The government can sell natural gas within its own borders at a loss, or abroad for profit. So supplying the local market has become its least attractive option in financial terms.

“Electricity companies use this resource at a subsidized rate, so the government has not been giving them the amount they need, because of more profitable demand elsewhere, such as export markets,” Nasrallah said, explaining the power cuts.

He added that butane cylinders are imported from Algeria at LE60–65 and sold back to homes at LE20–30, highlighting both the infrastructural weakness of not connecting homes to the natural gas grid and the costliness of the import and subsidies program.

Subsidies are also not targeted to those who need it most.

“Petroleum and natural gas subsidies to individuals and households benefit all consumers, whether rich or poor,” Hakim Darbouche and Robert Mabro wrote in their study on Egypt’s natural gas market, published last year by the Oxford Institute for Energy Studies.

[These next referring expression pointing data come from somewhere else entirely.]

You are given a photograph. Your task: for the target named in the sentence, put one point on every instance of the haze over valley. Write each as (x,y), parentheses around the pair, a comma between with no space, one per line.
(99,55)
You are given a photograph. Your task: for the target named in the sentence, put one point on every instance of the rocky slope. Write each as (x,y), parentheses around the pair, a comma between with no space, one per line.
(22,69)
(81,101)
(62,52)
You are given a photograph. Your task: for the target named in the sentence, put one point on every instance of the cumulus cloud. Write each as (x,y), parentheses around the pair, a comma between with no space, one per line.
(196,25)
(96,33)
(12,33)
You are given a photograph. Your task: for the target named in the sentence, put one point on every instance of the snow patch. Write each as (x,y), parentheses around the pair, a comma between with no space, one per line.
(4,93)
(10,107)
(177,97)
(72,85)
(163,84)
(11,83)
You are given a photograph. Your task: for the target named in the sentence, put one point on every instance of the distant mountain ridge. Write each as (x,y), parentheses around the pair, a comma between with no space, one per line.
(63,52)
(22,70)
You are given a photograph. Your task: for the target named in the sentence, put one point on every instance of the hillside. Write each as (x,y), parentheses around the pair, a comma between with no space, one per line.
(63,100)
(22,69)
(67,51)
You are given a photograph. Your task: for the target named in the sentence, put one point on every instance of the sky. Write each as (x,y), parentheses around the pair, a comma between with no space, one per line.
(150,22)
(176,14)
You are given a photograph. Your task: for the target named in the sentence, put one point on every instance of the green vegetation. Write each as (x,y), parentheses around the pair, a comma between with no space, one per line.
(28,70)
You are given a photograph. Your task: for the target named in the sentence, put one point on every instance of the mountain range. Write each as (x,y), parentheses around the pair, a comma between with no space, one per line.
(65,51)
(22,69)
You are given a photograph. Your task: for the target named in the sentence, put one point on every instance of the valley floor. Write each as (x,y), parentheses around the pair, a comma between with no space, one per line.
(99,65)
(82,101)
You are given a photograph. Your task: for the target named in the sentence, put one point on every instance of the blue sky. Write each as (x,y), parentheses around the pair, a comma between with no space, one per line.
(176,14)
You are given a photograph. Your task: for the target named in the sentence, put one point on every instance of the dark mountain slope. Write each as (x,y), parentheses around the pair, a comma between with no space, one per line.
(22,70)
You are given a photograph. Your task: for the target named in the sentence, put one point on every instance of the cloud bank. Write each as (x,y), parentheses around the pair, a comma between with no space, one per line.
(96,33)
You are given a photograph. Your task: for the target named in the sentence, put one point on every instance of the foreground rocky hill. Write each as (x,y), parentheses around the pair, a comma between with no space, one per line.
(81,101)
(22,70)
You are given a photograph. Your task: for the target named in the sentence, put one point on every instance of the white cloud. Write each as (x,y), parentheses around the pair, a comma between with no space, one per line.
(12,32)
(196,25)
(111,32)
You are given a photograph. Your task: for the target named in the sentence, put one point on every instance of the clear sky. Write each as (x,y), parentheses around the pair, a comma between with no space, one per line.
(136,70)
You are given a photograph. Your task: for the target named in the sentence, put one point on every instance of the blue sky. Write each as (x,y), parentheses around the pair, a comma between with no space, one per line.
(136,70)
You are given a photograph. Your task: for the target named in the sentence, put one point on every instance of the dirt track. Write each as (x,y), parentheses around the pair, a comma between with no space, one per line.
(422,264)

They estimated that Egypt could save more than $1 billion just by phasing out the use of butane in homes, the price of which has skyrocketed on international markets in recent years.

But costly infrastructure changes allowing gas to be piped into all homes would imply a short-term rise in prices that most poor families cannot shoulder, despite government incentives.

The lack of appropriate infrastructure means that it is vastly more profitable for the government to export gas, rather than sell it domestically, as the case with supplying electricity companies demonstrates.

Substantial natural gas reserves have placed Egypt in the top tier of international energy producers. In 2009, Egypt was the 13th largest exporter of natural gas in the world.

“We’re not effectively using the produced gas, so why not export and at least get some hard currency?” asked Nasrallah.

This line of thinking is one of the motivating reasons behind some of the country’s most controversial international export deals, which send gas to Europe and Israel.